Wenn wir die Souveränität im Sinne von "Möglichkeit, selbstbestimmt Entscheidungen zu treffen und durchzusetzen" sehen ist auch schnell klar, was gemeint ist: wir werden mehr und mehr abhängig von Technik, beispielsweise dem Internet. Nicht nur weil Katzenbilder und in der Gestaltung der Abendunterhaltung (Netflix), sondern auch in den Möglichkeiten der Meinungsäußerung (Youtube, Facebook, Instagram), im Handel (Online-Banking, Amazon), im Fernverkehr (wir erinnern uns, dass
ein Computervirus die Deutsche Bahn lahmlegen konnte), selbst in der demokratischen Mitbestimmung (E-Voting), usw. usf. Bei so kritischer Infrastruktur tun wir natürlich alles, um diese Infrastruktur bestmöglich zu schützen und vor allem selbst zu verstehen und bauen zu können. Nicht.
In Wahrheit wollen wir unsere kritische Infrastruktur wie unser Essen: schnell, billig, viel. Und wer kann schnell und billig und viel? China. Deswegen hat Huawei ja so einen starken Einfluss und deswegen geht die USA gegen diesen Einfluss vor. Im Sinne einer technologischen Souveränität bräuchten wir aber eigenes Know-How und eigene Fabriken, die Computer und Server bauen. Der große Feind von technologische Selbstbestimmung ist fehlendes Know-How. Und dieses Know-How bauen alle "westlichen" Staaten gerade ab und verschieben es nach Asien, weil schnell und billig.
A propos "wie unser Essen": das war die dritte Gelegenheit, wo ich den Begriff gehört habe. Ich habe gestern die Dokumentation
10 Milliarden im
Casablanca gesehen. In dem Film kam auch der Begriff der Souveränität vor. Oder ich habe es mir eingebildet, kann auch sein. Auf jeden Fall kam das Thema vor.

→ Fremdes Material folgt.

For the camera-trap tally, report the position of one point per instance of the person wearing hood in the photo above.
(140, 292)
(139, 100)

Unsere Nahrungsmittelindustrie ist auf weltweiten Handel ausgelegt. Vieles, was wir essen wird quer über den Globus geflogen oder geschippt. Was würde passieren, wenn das mal nicht mehr klappt? Das wurde im Film am Beispiel des
Ausbruch des Eyjafjallajökull 2010 beschrieben. England war wenige Tage von einer Hungersnot entfernt. 2010! England!!! Und ich bin mir sicher, dass viele andere Staaten ein ähnliches Problem hatten. Wir mächtigen, stolzen, arroganten westlichen Länder sind vollkommen abhängig davon, dass unser tägliches Essen aus Asien und Afrika eingeflogen wird. Falls das mal ein paar Tage nicht klappt,
dann...Und das System ist nicht unbedingt
resilient: Fliegen könnte einige Zeit nicht möglich sein (wie beim Eyjafjallajökull). Oder ein großer Lebensmittel-Produzent wie China möchte außenpolitisch seine Muskeln spielen lassen. Oder es gibt tatsächlich einen großen Ernteausfall in so einer Region. Oder Börsenspekulanten stören das System. Oder ein Computervirus legt das Internet eine Zeit lang lahm und die Lieferungen können nicht mehr koordiniert werden. Oder ein eigentlich unbeteiligter Staat unterbindet die Fluglieferungen militärisch. Oder eine Propagandakampagne suggeriert einfach irgend etwas davon um eine Massenpanik auszulösen. Oder... oder... oder...
Nachdem sich mir das Thema also quasi aufgedrängt hat wollte ich einfach mal loswerden: Deutschland ist offenbar kein souveränder Staat, weder völkerrechtlich (zum Glück!), noch sind wir wirtschaftlich unabhängig genug, um eigenständig, selbstbestimmt Entscheidungen treffen und durchsetzen zu können -- dafür gibt es zu tiefe Abhängigkeiten in kritischen und selbst lebenswichtigen Bereichen.
Wir sollten also daran arbeiten, dass eine Grundversorgung mit Lebensmitteln regional stattfinden kann und vor allem dass wir das Know-How für kritische Infrastruktur bei uns behalten.
Eine kleine witzige Pointe zum Schluss habe ich noch: meine Gedanken gelten natürlich nicht nur für Deutschland und andere Staaten, sondern analog auch für Regionen, Kommunen, Gemeinschaften, Familien und letztlich jeden Einzelnen.